On savait depuis longtemps que chaque fois que l’un d’eux dit « j’ai bien entendu » ou « nous sommes à l’écoute », il utilise juste d’autres mots pour dire « nous n’en ferons qu’à notre tête et vous n’existez pas ». Cependant, il y a un point où le cynisme bonnasse de type chiraquien ou hollandiste ne fait plus une hypothèse suffisante. Quand un mouvement quasi-insurrectionnel hurle au gouvernement qu’il mettra le feu plutôt que de continuer dans cette direction, et que le gouvernement lui répond qu’il a « bien entendu » « l’impatience », qu’il a bien compris la demande, l’envie même, d’aller encore « plus loin dans le changement », de se montrer « encore plus radical dans les méthodes et les manières de faire », comment écarter l’hypothèse psychiatrique ? Quel type de rapport Benjamin Griveaux entretient-il avec la réalité quand il se prévaut d’une « envie de changement des Français », en tout cas d’une envie du type de celle qui appellerait sa réponse à lui ? Et, accessoirement, pourquoi ne se trouve-t-il pas un média pour le lui faire remarquer clairement ? En commençant d’ailleurs par lui faire observer que « ses » Français, mesurés au score réel de la présidentielle, font à peine plus de 10 % du corps électoral (1), et qu’ils n’ont porté Macron au pouvoir qu’au terme d’une gigantesque prise d’otages de deuxième tour, méthodiquement agencée de longue date avant le premier — autrement dit sans aucune des « envies » que leur délire Griveaux.

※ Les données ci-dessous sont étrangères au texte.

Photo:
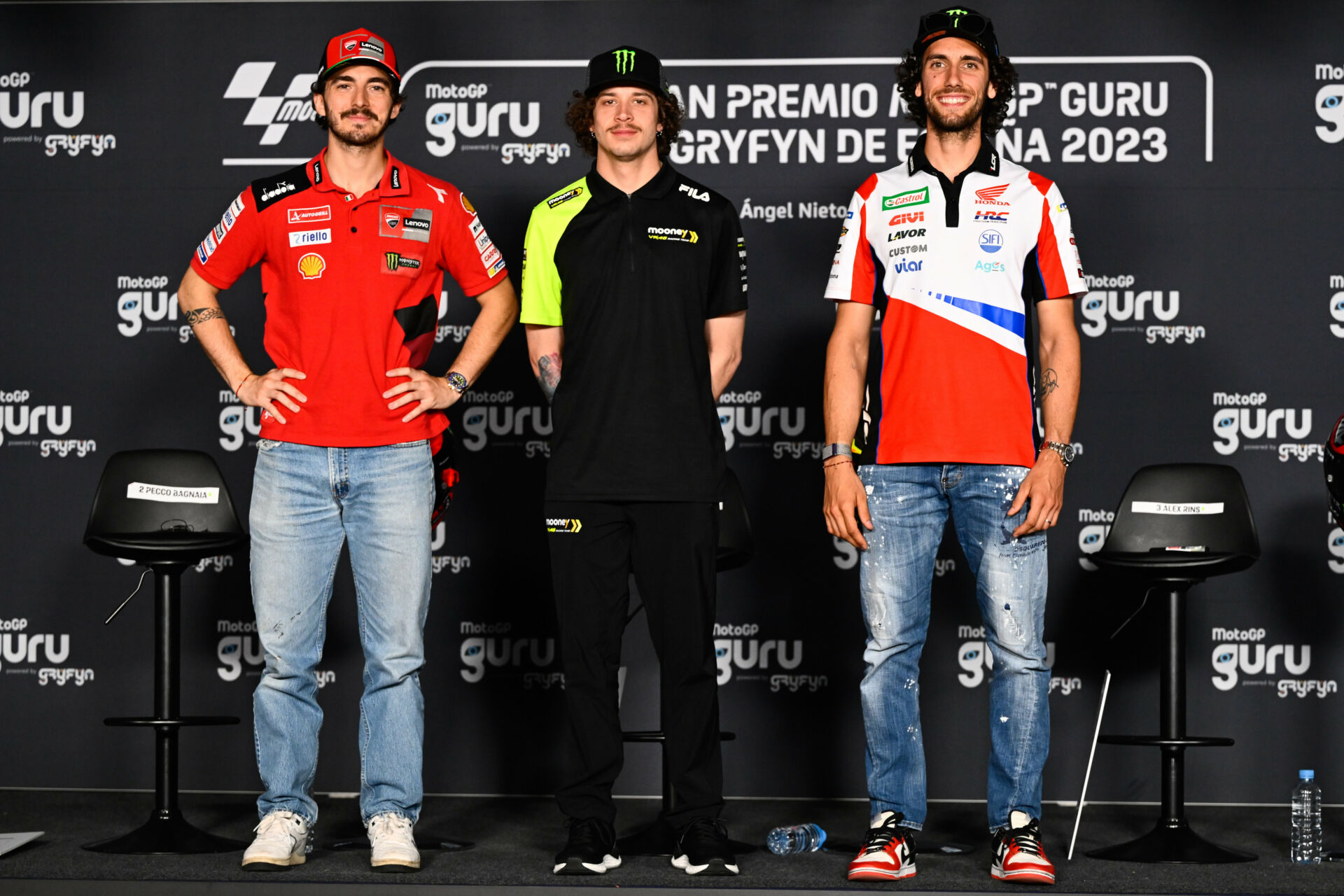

On savait depuis longtemps que chaque fois que l’un d’eux dit « nous sommes à l’écoute », il utilise juste d’autres mots pour dire « nous n’en ferons qu’à notre tête et vous n’existez pas »

Orwell, qui n’est pas redevenu par hasard une référence contemporaine, a dit comme personne le tour de langage propre au pouvoir dictatorial : l’inversion, en fait la négation, systématique des choses par les mots — la guerre qui est la paix, l’esclavage la liberté et l’ignorance la force. Mais c’est autre chose encore, d’une autre nature, qui émane par exemple du discours de « vœux » de Macron. C’est qu’il faut un twist déjà très prononcé pour revendiquer « avoir posé les bases d’une stratégie ambitieuse pour améliorer l’organisation de nos hôpitaux » (2) quand le système de soin est au bord de l’effondrement et que médecins et infirmières en sont à se suicider ; de même pour prétendre « lutter contre le réchauffement climatique » quand les mesures prises finissent par écoeurer un personnage a priori aussi disposé à tous les simulacres que Nicolas Hulot. Ou pour se targuer « d’éradiquer la grande pauvreté » quand, du fait de politiques de guerre sociale à outrance, elle explose dans les statistiques et sous nos yeux mêmes. Il faut avoir passé des caps pour expliquer sans ciller que la transformation « en profondeur des règles de l’indemnisation du chômage », de « l’organisation du secteur public » et de « notre système de retraite », transformations qui promettent les demandeurs d’emploi à une précarité sous surveillance sans précédent, le secteur public au saccage néomanagérial, et les retraités à la misère, pour expliquer, donc, que tous ces bons soins sont faits « au fond pour bâtir les nouvelles sécurités du XXIe siècle ».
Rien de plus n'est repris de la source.